Depuis quelques instants Fabrice s’était remis en marche; il passa la colline qui forme la presqu’île de Durini, et enfin parut à ses yeux ce clocher du village de Grianta, où si souvent il avait fait des observations d’étoiles avec l’abbé Blanès. «Quelle n’était pas mon ignorance en ce temps-là! Je ne pouvais comprendre, se disait-il, même le latin ridicule de ces traités d’astrologie que feuilletait mon maître, et je crois que je les respectais surtout parce que, n’y entendant que quelques mots par-ci par-là, mon imagination se chargeait de leur prêter un sens, et le plus romanesque possible.»

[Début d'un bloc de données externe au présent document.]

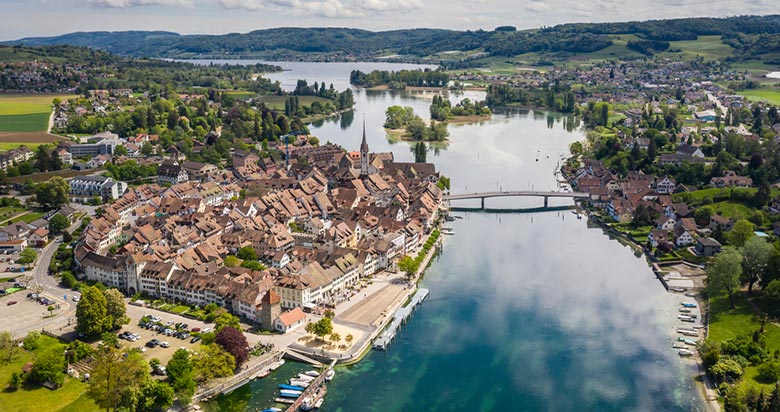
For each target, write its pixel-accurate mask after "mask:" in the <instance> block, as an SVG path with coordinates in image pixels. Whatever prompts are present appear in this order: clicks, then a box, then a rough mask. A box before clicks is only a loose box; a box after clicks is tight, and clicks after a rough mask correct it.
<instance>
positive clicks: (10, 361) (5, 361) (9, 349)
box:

Peu à peu sa rêverie prit un autre cours. «Y aurait-il quelque chose de réel dans cette science? Pourquoi serait-elle différente des autres? Un certain nombre d’imbéciles et de gens adroits conviennent entre eux qu’ils savent le mexicain, par exemple; ils s’imposent en cette qualité à la société qui les respecte et aux gouvernements qui les paient. On les accable de faveurs précisément parce qu’ils n’ont point d’esprit, et que le pouvoir n’a pas à craindre qu’ils soulèvent les peuples et fassent du pathos à l’aide des sentiments généreux! Par exemple le père Bari, auquel Ernest IV vient d’accorder quatre mille francs de pension et la croix de son ordre pour avoir restitué dix-neuf vers d’un dithyrambe grec!
«Mais, grand Dieu! ai-je bien le droit de trouver ces choses-là ridicules? Est-ce bien à moi de me plaindre? se dit-il tout à coup en s’arrêtant, est-ce que cette même croix ne vient pas d’être donnée à mon gouverneur de Naples?» Fabrice éprouva un sentiment de malaise profond; le bel enthousiasme de vertu qui naguère venait de faire battre son cœur se changeait dans le vil plaisir d’avoir une bonne part dans un vol. «Eh bien! se dit-il enfin avec les yeux éteints d’un homme mécontent de soi, puisque ma naissance me donne le droit de profiter de ces abus, il serait d’une insigne duperie à moi de n’en pas prendre ma part; mais il ne faut point m’aviser de les maudire en public.» Ces raisonnements ne manquaient pas de justesse; mais Fabrice était bien tombé de cette élévation de bonheur sublime où il s’était trouvé transporté une heure auparavant. La pensée du privilège avait desséché cette plante toujours si délicate qu’on nomme le bonheur.
«S’il ne faut pas croire à l’astrologie, reprit-il en cherchant à s’étourdir, si cette science est, comme les trois quarts des sciences non mathématiques, une réunion de nigauds enthousiastes et d’hypocrites adroits et payés par qui ils servent, d’où vient que je pense si souvent et avec émotion à cette circonstance fatale? Jadis je suis sorti de la prison de B…, mais avec l’habit et la feuille de route d’un soldat jeté en prison pour de justes causes.»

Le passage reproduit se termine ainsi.